Dr. Schwartzman: Based on the patients' readings of prevention or progression of disease, efficacy of medications remains paramount, which I don't think is a surprising attribute in a medication for patients to value. In terms of other important aspects of medications, adverse effect profile is something that is certainly significant.
This includes infection risk, which as we've touched on a little earlier in the current COVID pandemic, is something that is going to continue to be important to our patients.
RALN: Is mechanism of administration an issue with these patients?
Dr. Schwartzman: There's some data that showed that mode of administration, so whether they're pills, subcutaneous injections versus intravenous infusions, was significantly important to patients. Those data were sponsored by a pharmaceutical company. There is a little bit of a risk of bias in terms of mode of administration.
We were very interested to see if that data bore out with our patient population. We found that the patients were pretty evenly split across their ratings of mode of administration. I don't think it was something that we can say, from our data, factors into a patient's preferences. We can all imagine, from our clinical experience, that it does certainly come up.
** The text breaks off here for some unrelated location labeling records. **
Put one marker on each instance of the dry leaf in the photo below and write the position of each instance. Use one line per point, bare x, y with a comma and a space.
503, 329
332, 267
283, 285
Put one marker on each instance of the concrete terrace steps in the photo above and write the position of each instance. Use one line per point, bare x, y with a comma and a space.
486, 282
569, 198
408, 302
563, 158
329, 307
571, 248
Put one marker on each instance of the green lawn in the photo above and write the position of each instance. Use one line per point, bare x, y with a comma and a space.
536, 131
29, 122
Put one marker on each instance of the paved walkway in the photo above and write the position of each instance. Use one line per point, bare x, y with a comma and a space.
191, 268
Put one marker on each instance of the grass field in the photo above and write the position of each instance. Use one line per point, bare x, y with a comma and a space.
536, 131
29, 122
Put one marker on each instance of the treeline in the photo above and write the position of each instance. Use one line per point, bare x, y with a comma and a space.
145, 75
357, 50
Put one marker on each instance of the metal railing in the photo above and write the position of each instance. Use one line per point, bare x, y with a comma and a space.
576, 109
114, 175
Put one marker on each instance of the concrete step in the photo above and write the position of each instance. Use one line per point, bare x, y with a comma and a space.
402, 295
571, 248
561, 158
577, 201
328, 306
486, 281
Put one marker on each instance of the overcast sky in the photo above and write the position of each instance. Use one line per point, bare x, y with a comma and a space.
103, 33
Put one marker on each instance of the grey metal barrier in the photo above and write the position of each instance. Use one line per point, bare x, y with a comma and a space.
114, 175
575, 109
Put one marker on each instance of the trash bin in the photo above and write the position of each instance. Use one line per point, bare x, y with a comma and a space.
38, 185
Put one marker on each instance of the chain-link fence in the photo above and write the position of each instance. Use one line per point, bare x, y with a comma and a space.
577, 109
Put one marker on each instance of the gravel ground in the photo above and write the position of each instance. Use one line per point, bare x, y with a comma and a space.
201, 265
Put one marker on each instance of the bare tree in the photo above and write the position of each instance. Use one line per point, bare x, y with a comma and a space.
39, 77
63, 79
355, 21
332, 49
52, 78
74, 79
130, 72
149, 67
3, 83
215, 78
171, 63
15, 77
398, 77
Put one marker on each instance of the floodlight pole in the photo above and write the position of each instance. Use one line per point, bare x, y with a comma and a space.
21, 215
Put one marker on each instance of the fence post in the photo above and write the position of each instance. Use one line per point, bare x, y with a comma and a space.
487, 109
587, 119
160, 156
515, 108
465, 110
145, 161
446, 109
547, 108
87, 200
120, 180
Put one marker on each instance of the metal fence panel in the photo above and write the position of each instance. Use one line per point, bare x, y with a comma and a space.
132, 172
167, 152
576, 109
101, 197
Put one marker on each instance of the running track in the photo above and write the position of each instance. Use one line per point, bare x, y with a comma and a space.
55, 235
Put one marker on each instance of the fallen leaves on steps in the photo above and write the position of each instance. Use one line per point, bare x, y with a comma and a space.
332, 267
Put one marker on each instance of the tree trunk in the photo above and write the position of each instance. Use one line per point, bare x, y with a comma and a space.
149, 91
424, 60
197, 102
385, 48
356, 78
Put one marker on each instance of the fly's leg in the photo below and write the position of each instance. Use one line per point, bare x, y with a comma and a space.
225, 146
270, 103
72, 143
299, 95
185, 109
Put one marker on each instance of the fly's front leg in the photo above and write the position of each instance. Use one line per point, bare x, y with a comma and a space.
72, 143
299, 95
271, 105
RALN: What's next for you, in terms of further research into these issues?
Dr. Schwartzman: Next steps that we would be interested to see, we've looked at medication practices and patterns, as well as patient preferences. It would be important for us to look at the physician side to see what the physician preferences are in terms of choosing medications for our patients, prescribing medications, and prescribing medications for our patients.
It's important to ensure that both physicians and patients are both aligned in terms of therapy in order to ensure our patients have the most effective care.
RALN: Very good. Thank you so much for joining us today. We look forward to speaking to you again in the future after you have conducted some additional research in this area.
Dr. Schwartzman: Thanks so much. It was a pleasure being here.